I'd just stop all that worrying about must have a bedtime and just be kind to yourself (and baby and DH) and do what's easiest for a bit, in order to break the sleep associations. Have a week sitting on sofa with breast in mouth all evening. Or sitting in bouncy chair holding dummy in mouth. Whatever is easiest for now.

Then having broken the rocking/shushing habit, start bedtime routine again once you have a sleep trigger that you know works so she can self settle. We started bedtime with DD only when I knew she would lie still with dummy in her mouth and suck it for 10 minutes or so to get to sleep. If she was doing this at 4 weeks, I'd have started bedtime at 4 weeks. If it took to 7 months, I'd have been happy waiting until 7 months. As it happened she was about 14 weeks when she learnt to self settle using a dummy.

Other self settle sleep triggers:

  • Sucking (dummy, fingers)
  • Tickling (hand? Like in In The Night Garden)
  • Hair twiddling (or just head holding as a baby - DC3 did this)
  • Patting (DC2 used to do this. Patting him developed to him patting Ted)

There'll be loads others I haven't thought of. Key is something child can do without you.

Honestly, I would abandon rocking to sleep because it's not teaching her to self settle.

YellowWellies · 25/01/2015 14:29

Snotty boy is obsessed with the Lion King. Better than his obsession with Fred Dibnah yesterday I suppose. He's just so wan. Red hot like a radiator despite being stripped to his vest and draped over me in a constant cuddle - which makes BF his sister a bit of a faff. I hate when they're ill. Lil was up twice in the night which isn't like her. I'm now actually hoping its the sleep regression as I really don't want it to be this bug. She's too wee.

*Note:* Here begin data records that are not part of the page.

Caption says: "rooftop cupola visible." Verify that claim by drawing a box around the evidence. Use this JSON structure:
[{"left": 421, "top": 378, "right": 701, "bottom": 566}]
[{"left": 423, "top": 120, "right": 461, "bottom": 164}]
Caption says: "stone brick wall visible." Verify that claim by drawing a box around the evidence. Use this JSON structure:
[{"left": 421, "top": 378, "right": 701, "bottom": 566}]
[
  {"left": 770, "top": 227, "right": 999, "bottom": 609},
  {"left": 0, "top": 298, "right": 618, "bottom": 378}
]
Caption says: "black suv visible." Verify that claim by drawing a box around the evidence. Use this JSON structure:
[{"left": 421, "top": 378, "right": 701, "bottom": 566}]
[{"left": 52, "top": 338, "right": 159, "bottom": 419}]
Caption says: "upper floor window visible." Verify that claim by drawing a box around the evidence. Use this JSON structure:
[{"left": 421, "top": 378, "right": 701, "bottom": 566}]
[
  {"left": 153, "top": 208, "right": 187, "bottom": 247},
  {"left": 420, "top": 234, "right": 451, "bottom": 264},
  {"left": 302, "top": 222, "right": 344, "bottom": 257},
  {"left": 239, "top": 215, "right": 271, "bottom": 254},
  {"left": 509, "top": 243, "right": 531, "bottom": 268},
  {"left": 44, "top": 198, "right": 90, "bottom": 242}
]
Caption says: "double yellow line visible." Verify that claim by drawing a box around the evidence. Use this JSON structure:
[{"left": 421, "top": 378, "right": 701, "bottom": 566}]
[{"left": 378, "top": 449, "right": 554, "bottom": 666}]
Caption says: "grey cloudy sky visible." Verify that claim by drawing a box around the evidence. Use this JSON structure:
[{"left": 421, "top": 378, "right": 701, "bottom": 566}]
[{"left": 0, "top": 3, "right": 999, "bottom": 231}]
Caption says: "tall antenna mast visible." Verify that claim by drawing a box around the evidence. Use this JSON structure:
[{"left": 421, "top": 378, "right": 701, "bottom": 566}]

Tatty I agree with Fate knock your pressure for what she's supposed to be doing on the head. My two both developed their own self soothing knack. J rubbed his blanket and Lil's a finger sooker. I did use to rock my boy when he was poorly and it gets back breaking. However if rocking is her thing - try a rocking chair and a good book on your kindle to make the most of the time.